Colm worked with several service providers across the country, developing and delivering a programme of workshops to engage with homeless service users in Dublin, Kilkenny and Waterford with each location working towards a public celebration of the work and participants.
Colm Keegan visited (using online means alongside in-person visits when possible) selected groups over a period of 6 weeks. These groups explored multiple means of written self-expression and reflection, like rap and spoken word as well as looking at structure, character and storytelling. Each participant created a small body of work, based on their own life experiences.
The process was far more successful than envisaged, with real engagement from homeless service users, a marginalised group who can be difficult to reach using established Arts project delivery. The creative potential unleashed and the wellbeing outcomes were such a revelation that the initiative was awarded Best Education/Training Initiative at the All Ireland Community & Council Awards (LAMAs).
Arcade Film were involved through the programme, with filming of the workshops and related events taking place at each service provider location involved. This filmed material became a documentary, which is currently being submitted to festivals and is available for viewing on request.
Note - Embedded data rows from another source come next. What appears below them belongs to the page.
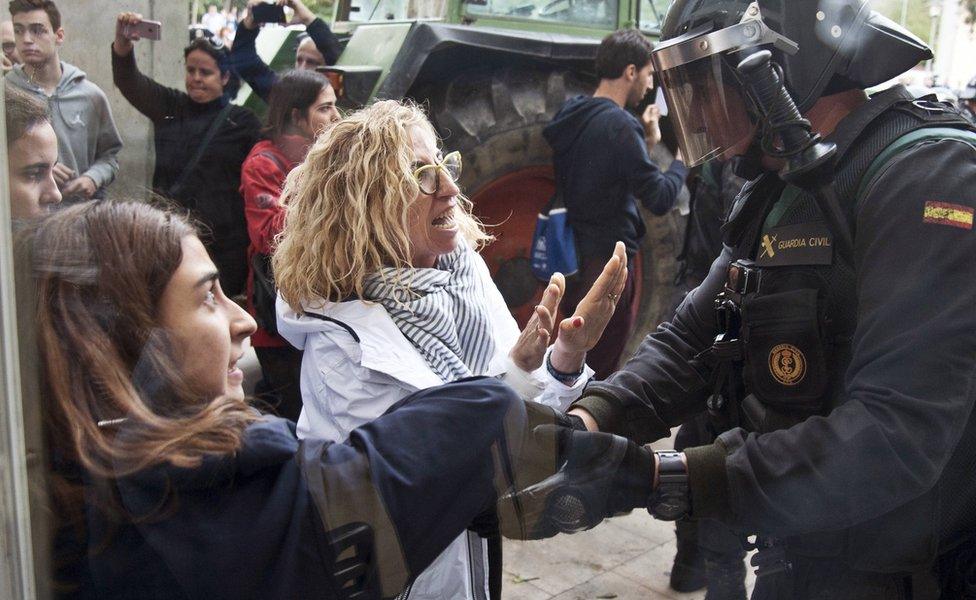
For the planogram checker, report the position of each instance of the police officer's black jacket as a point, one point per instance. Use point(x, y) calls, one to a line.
point(877, 359)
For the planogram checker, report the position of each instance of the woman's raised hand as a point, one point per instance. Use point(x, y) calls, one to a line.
point(530, 348)
point(580, 332)
point(124, 32)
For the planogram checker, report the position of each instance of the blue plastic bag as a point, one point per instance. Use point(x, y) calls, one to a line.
point(553, 244)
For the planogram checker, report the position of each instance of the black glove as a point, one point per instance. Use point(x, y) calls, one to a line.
point(599, 475)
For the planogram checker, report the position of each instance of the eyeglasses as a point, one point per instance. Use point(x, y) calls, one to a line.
point(428, 176)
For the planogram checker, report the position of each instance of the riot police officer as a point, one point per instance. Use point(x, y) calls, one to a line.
point(835, 337)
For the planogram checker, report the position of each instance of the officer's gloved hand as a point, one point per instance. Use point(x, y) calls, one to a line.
point(598, 475)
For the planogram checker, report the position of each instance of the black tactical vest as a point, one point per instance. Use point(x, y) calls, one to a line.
point(789, 309)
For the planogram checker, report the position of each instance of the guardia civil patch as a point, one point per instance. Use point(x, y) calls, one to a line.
point(787, 364)
point(944, 213)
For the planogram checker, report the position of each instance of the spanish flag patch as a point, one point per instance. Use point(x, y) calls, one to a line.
point(953, 215)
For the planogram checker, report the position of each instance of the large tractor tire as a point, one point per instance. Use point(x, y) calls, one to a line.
point(495, 117)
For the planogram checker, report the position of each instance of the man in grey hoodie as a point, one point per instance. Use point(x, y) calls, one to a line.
point(88, 141)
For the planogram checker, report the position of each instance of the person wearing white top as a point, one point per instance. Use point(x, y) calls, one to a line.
point(381, 287)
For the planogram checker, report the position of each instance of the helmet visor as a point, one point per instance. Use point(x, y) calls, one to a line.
point(710, 112)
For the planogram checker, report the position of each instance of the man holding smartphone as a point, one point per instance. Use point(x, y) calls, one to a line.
point(88, 140)
point(318, 47)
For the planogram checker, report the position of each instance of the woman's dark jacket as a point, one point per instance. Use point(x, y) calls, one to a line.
point(267, 522)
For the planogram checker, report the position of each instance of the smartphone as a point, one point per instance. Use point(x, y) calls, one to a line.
point(147, 30)
point(268, 13)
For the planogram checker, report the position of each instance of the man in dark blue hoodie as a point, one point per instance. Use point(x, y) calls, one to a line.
point(600, 155)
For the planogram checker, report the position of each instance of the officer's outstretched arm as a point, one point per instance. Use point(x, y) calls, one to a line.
point(666, 381)
point(599, 475)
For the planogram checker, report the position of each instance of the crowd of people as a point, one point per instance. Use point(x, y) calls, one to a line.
point(826, 406)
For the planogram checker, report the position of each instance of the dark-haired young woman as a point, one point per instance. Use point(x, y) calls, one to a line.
point(201, 140)
point(301, 105)
point(171, 486)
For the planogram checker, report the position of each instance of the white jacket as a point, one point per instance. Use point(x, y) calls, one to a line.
point(357, 364)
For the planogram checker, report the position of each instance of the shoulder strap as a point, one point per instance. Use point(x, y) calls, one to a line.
point(177, 187)
point(349, 329)
point(903, 143)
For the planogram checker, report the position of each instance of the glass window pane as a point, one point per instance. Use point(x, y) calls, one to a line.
point(652, 14)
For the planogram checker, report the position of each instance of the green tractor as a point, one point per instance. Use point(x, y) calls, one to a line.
point(492, 73)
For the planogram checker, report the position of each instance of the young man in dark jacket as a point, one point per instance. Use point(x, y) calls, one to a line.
point(600, 154)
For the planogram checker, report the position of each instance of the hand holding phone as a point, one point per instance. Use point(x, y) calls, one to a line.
point(143, 29)
point(268, 13)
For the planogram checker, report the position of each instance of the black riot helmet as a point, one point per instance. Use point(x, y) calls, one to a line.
point(822, 47)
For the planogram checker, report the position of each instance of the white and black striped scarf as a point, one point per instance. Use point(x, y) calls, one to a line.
point(442, 311)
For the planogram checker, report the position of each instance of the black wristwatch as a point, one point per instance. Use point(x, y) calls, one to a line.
point(670, 501)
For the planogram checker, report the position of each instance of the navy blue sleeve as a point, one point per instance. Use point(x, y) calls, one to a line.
point(655, 190)
point(420, 474)
point(245, 60)
point(326, 41)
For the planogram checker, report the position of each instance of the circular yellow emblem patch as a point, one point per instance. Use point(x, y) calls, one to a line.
point(787, 364)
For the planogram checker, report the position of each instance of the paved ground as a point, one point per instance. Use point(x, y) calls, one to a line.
point(627, 558)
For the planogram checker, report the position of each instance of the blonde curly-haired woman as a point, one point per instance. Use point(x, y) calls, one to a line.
point(383, 289)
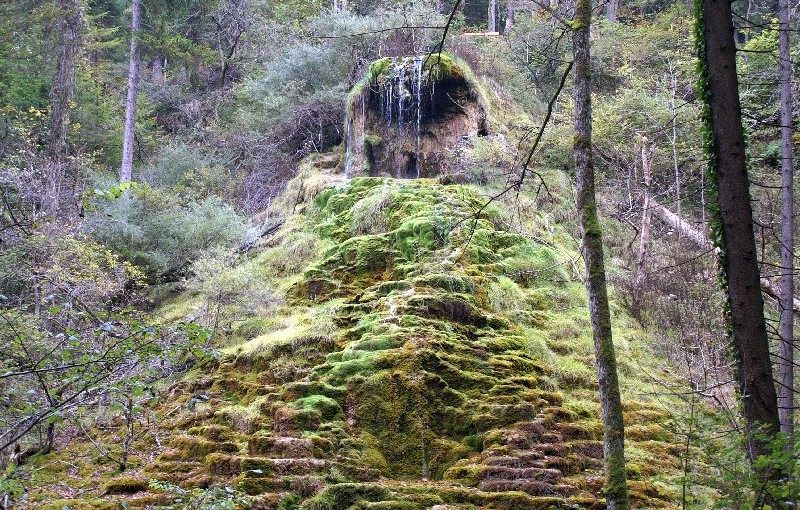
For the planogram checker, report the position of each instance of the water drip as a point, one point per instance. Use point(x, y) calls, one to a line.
point(348, 143)
point(418, 68)
point(401, 88)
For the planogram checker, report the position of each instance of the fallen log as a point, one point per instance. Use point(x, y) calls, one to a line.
point(699, 238)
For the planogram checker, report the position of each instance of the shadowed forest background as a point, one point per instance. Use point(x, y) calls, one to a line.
point(302, 255)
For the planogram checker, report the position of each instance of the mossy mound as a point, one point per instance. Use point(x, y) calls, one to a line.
point(428, 358)
point(405, 111)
Feedback from participants’ and organisations involved were so positive that a special evaluation was implemented by Quality Matters to measure the impact of the programme. The image above highlights the most notable findings around the benefits of writing & creativity in relation to wellbeing.
Writing Home stands as proof of concept for the following three hypotheses:
Poetry and spoken word can be a means of advocating for and supporting those undergoing the crisis of homelessness.
Art can build connections between state institutions and those they intend to serve in a way that makes a difference.
Art can help overcome the damaging frameworks of the past to build a more inclusive Ireland for everyone.